Wastewater Fee Increases
Last week, I provided a link to the New York Times story on the rising costs of water infrastructure maintenance. While that story touches upon drinking water, it very much applies to the matter of sewage, or wastewater. Costs for maintaining sewage infrastructure will also keep rising over the next decade, and a local municipality is learning the hardship of raising fees. The Express Times reported today that many Bethlehem Township residents were surprised to see a hike in their wastewater bill.
Patrick Kolis was shocked when he received his first-quarter sewer bill two weeks ago. His usual $125 bill was nearly $190, more than 50 percent higher.
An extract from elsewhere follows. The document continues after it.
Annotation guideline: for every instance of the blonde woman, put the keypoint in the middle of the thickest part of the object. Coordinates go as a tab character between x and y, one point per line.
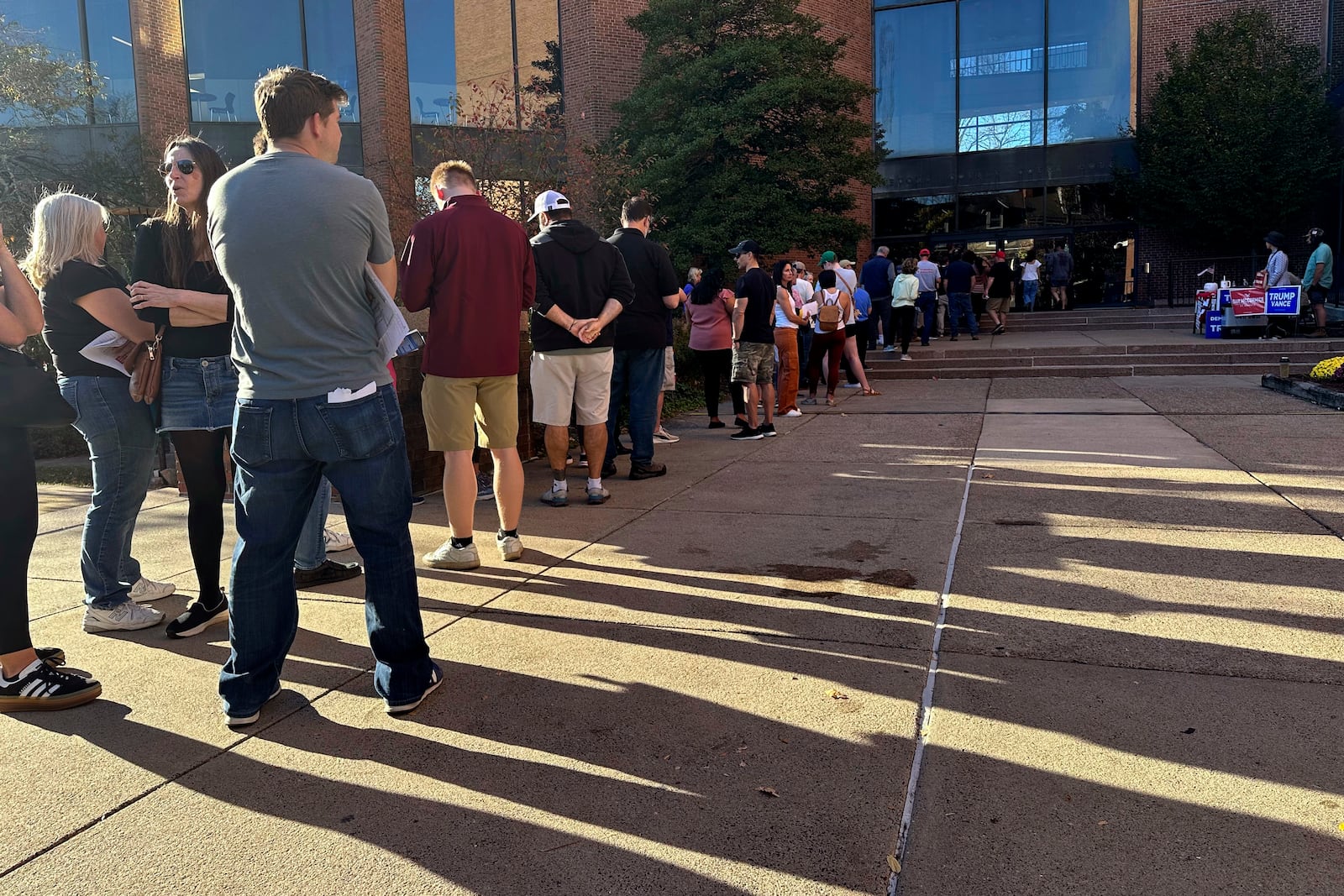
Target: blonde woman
82	298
The township resident called the municipal building to find out why. Kolis learned that, in December, township commissioners voted to raise the sewer rates by 40 percent.
“That’s a huge increase, especially in this economic time,” he said.
The township contracts sewer service with both the city of Bethlehem and the Easton Suburban Water Authority, which dictate much of the township’s sewer costs, officials said.
Last year, Bethlehem raised its consumption rate by almost 27 percent, which contributed to Bethlehem Township’s increased costs both last year and this year, township Finance Director Andy Freda said. Township sewer rates also increased 25 percent from 2008 to 2009.
As mentioned in the Times article, this is a necessary cost. All infrastructure has a shelf life, and unfortunately, much of the underground piping has reached its expiration date. What are your thoughts on the fee increases?